四歲的季聽雨盤腿坐在破敗街道的屋檐下,他剛剛生過一場大病,沒什麽精神氣,臉頰倒紅彤彤的,額頭上青一塊紫一塊,眼睛還被燙腫了一只,黑黢黢的捏著鐵碗的小手有些發抖。

……

“要不是因為你!我現在早就發達了!”

生完兒子的關玥曾帶著季聽雨短暫地回過江城,但由於染上了賭博,她輸走了太多錢,債主早就將家裏搶了個精光,電話中明裏暗裏都是要關玥出人命。

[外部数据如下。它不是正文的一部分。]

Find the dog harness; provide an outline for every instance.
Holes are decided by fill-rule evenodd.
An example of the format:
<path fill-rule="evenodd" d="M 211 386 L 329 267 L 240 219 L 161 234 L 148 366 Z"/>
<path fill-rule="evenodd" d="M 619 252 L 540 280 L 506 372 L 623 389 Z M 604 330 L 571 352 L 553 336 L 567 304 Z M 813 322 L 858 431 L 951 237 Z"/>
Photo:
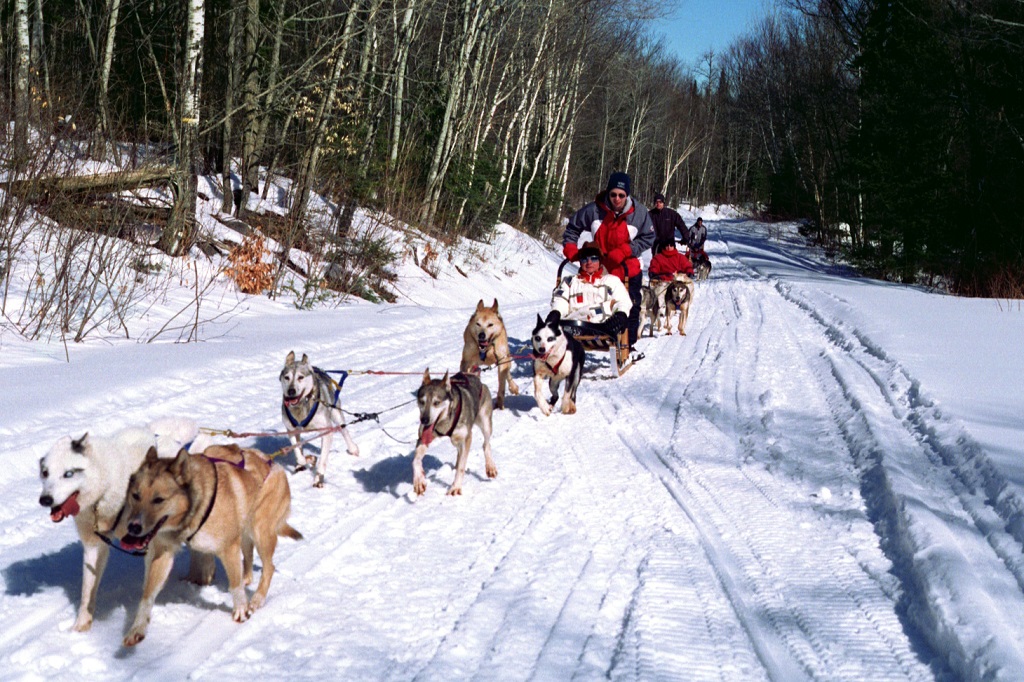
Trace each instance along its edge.
<path fill-rule="evenodd" d="M 557 361 L 557 363 L 555 363 L 555 366 L 554 366 L 554 367 L 551 367 L 551 364 L 550 364 L 550 363 L 548 363 L 548 359 L 547 359 L 547 358 L 548 358 L 548 356 L 547 356 L 547 355 L 545 355 L 544 357 L 538 357 L 537 359 L 539 359 L 539 360 L 541 360 L 542 363 L 544 363 L 544 366 L 545 366 L 546 368 L 548 368 L 548 370 L 550 370 L 550 371 L 551 371 L 551 374 L 554 374 L 554 375 L 557 375 L 557 374 L 558 374 L 558 368 L 560 368 L 560 367 L 562 366 L 562 360 L 564 360 L 564 359 L 565 359 L 565 356 L 566 356 L 566 355 L 568 355 L 568 354 L 569 354 L 569 348 L 568 348 L 568 346 L 566 345 L 566 346 L 565 346 L 565 352 L 563 352 L 563 353 L 562 353 L 562 356 L 558 358 L 558 361 Z"/>
<path fill-rule="evenodd" d="M 112 529 L 118 527 L 118 524 L 121 522 L 121 515 L 124 514 L 124 513 L 125 513 L 124 505 L 121 505 L 121 511 L 118 512 L 118 517 L 116 519 L 114 519 L 114 524 L 111 525 Z M 99 528 L 93 527 L 92 528 L 92 532 L 97 538 L 99 538 L 104 543 L 106 543 L 108 546 L 113 547 L 114 549 L 119 550 L 121 552 L 124 552 L 125 554 L 131 554 L 132 556 L 145 556 L 145 550 L 126 550 L 121 545 L 121 542 L 119 540 L 111 540 L 105 535 L 103 535 L 102 532 L 100 532 Z"/>
<path fill-rule="evenodd" d="M 195 538 L 199 534 L 199 531 L 203 529 L 203 525 L 206 523 L 206 520 L 210 518 L 210 513 L 213 512 L 213 503 L 217 501 L 217 483 L 219 482 L 217 474 L 217 465 L 213 462 L 213 460 L 210 460 L 210 458 L 206 459 L 208 462 L 210 462 L 211 465 L 213 465 L 213 495 L 210 496 L 210 504 L 206 506 L 206 511 L 203 513 L 203 520 L 199 522 L 199 526 L 197 526 L 196 530 L 194 530 L 190 536 L 185 538 L 185 544 L 190 543 L 193 538 Z M 243 469 L 245 468 L 244 464 L 242 468 Z"/>
<path fill-rule="evenodd" d="M 452 382 L 453 386 L 465 386 L 466 388 L 469 388 L 469 376 L 463 374 L 462 372 L 458 372 L 452 375 L 452 378 L 449 381 Z M 477 399 L 479 399 L 482 396 L 483 396 L 483 383 L 481 382 L 479 394 L 476 397 Z M 451 438 L 452 434 L 455 433 L 455 427 L 459 423 L 459 418 L 462 417 L 462 395 L 460 395 L 458 391 L 456 391 L 456 398 L 457 400 L 455 404 L 455 416 L 452 418 L 452 426 L 449 427 L 447 433 L 440 433 L 440 431 L 436 431 L 437 421 L 440 421 L 440 417 L 438 417 L 437 421 L 434 422 L 435 432 L 440 433 L 440 435 L 446 438 Z"/>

實在沒了辦法,她想起來生產時那個給兒子賜名的季之霖,打算來嵐港再碰碰運氣。

可賭博實在耗費了她太多運氣了,直到現在她也沒找到季之霖,反正都走頭無路了。

要不,要不再找找沈俊試試看?告訴他這是他親兒子?

“餵!關姐!你在想什麽呢?還出不出牌了?”

關玥的思緒被拽回牌桌上,她翹起腿,嘴裏含著一根劣質煙,嚷嚷說:“出出出!叫什麽叫!黑桃9!”

“真是不好意思了關姐,今天這桌錢茶水錢還得你出了,”贏錢的人不懷好意,“黑桃9,吃!”

“哎呀哎呀,小錢小錢!”

關玥拉開錢包夾,抽出最後六張百元,“我出去撒個尿,你們先和牌,不用等我!”

身後人笑嘻嘻應和著,等她走遠後鄙夷了句“輸不起”。

真是草了!

關玥推開玻璃門,絲毫沒註意到坐在前面的小孩。

困覺的季聽雨被門撞得向前撲,額頭磕到地上流了血,手指被夾在石頭地和玻璃門間,捏著的鐵碗也應聲落地,咕嚕咕嚕滾了幾個新鮮的鋼板出來。

“就幾個錢?鈔票呢?”關玥用腳尖踹了踹他的肚子,“問你話呢兒子,鈔票呢?”

顧不得手指的疼,季聽雨單手從破布衫衫內層抽出兩張十塊的,一張二十的,顫顫巍巍地遞給母親。

“就四十塊錢?啊?”

關玥笑著,蹲下來,煙灰燙了季聽雨一身,她親昵地揉揉小雨的臉蛋,然後重重地揚起巴掌,“啪”地一聲揮在了他的頭上。

“掃把星……”“餵!你幹什麽呢!”

關玥掀起眼皮看人:“我是他媽!關你屁事呢!”

與她對話的是個青年Alpha,他手牽著個明艷大方的Omega老婆,Omega懷裏抱著看起來跟季聽雨差不多大的,睫毛長長翹翹的,眼睛圓圓頓頓的可愛小孩。

青年Alpha上前一步,擋在了關玥和他老婆之間:“有你這樣帶孩子的嗎?他是你親生的嗎?”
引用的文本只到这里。